If the write destination for your use case is a Socket
(say, you are writing using Rack hijack) and you know
the metadata of the file upfront (the CRC32 of the uncompressed file and the sizes), you can write directly
to that socket using some accelerated writing technique, and only use the Streamer to write out the ZIP metadata.
# io has to be an object that supports #<<
ZipTricks::Streamer.open(io) do | zip |
# raw_file is written "as is" (STORED mode).
# Write the local file header first..
zip.add_stored_entry(filename: "first-file.bin", size: raw_file.size, crc32: raw_file_crc32)

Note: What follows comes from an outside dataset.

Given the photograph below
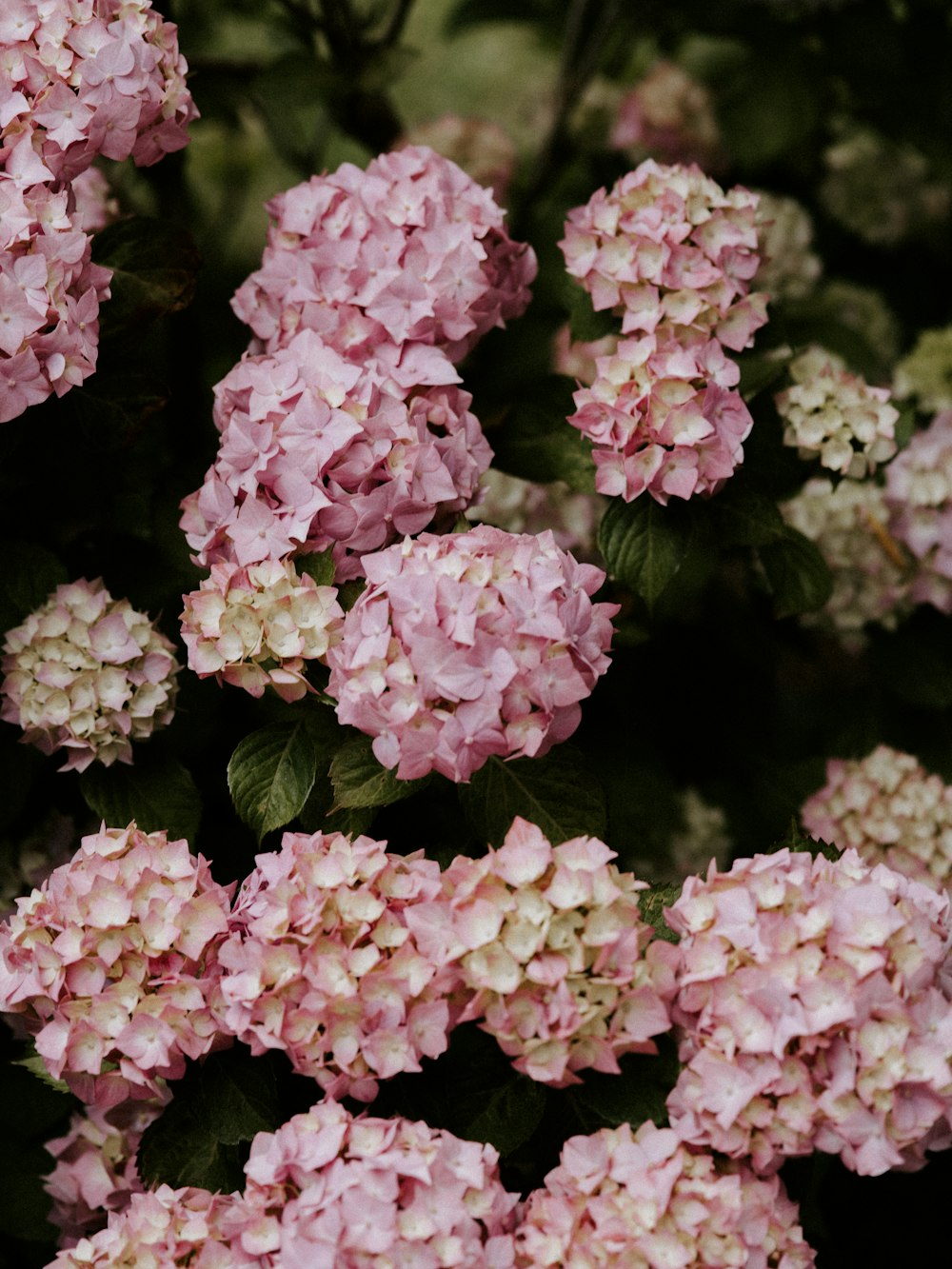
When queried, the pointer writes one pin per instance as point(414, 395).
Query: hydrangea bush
point(476, 677)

# Adjust the ZIP offsets within the Streamer
zip.simulate_write(my_temp_file.size)
# ...and then send the actual file contents bypassing the Streamer interface
io.sendfile(my_temp_file)
end
Other usage examples
Check out the examples/
directory at the root of the project. This will give you a good idea
of various use cases the library supports.
Computing the CRC32 value of a large file
BlockCRC32
computes the CRC32 checksum of an IO in a streaming fashion.

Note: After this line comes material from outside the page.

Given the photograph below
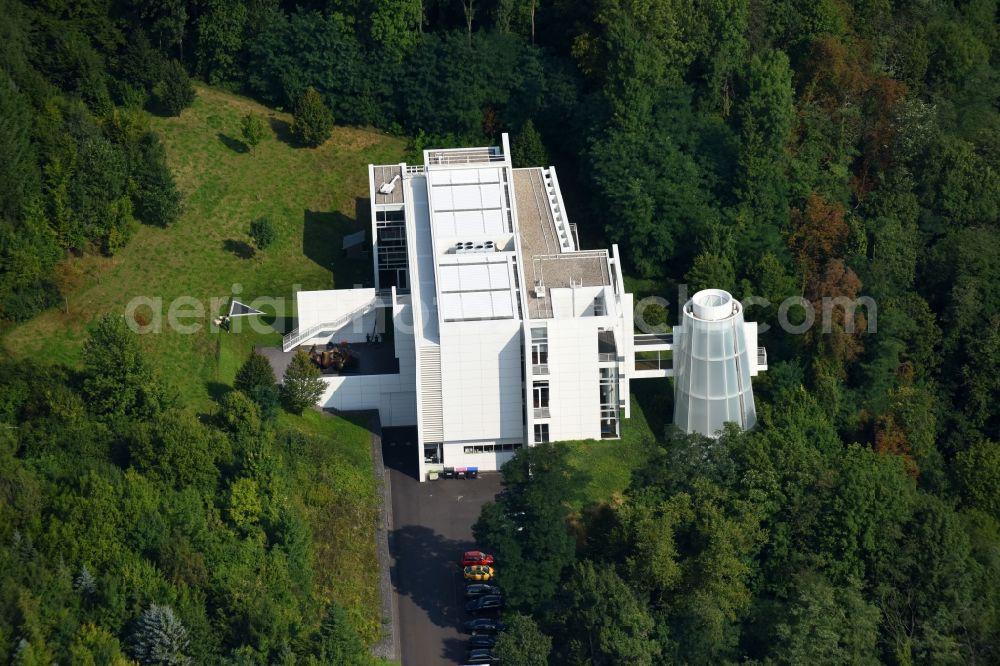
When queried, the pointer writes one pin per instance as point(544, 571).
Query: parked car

It is slightly more convenient for the purpose than using the raw Zlib library functions.
crc = ZipTricks::StreamCRC32.new
crc << next_chunk_of_data
...
crc.to_i # Returns the actual CRC32 value computed so far
...
# Append a known CRC32 value that has been computed previosuly
crc.append(precomputed_crc32, size_of_the_blob_computed_from)
You can also compute the CRC32 for an entire IO object if it responds to #eof?
:
crc = ZipTricks::StreamCRC32.from_io(file) # Returns an Integer
Reading ZIP files
The library contains a reader module, play with it to see what is possible. It is not a complete ZIP reader but it was designed for a specific purpose (highly-parallel unpacking of remotely stored ZIP files), and as such it performs it's function quite well. Please beware of the security implications of using ZIP readers that have not been formally verified (ours hasn't been).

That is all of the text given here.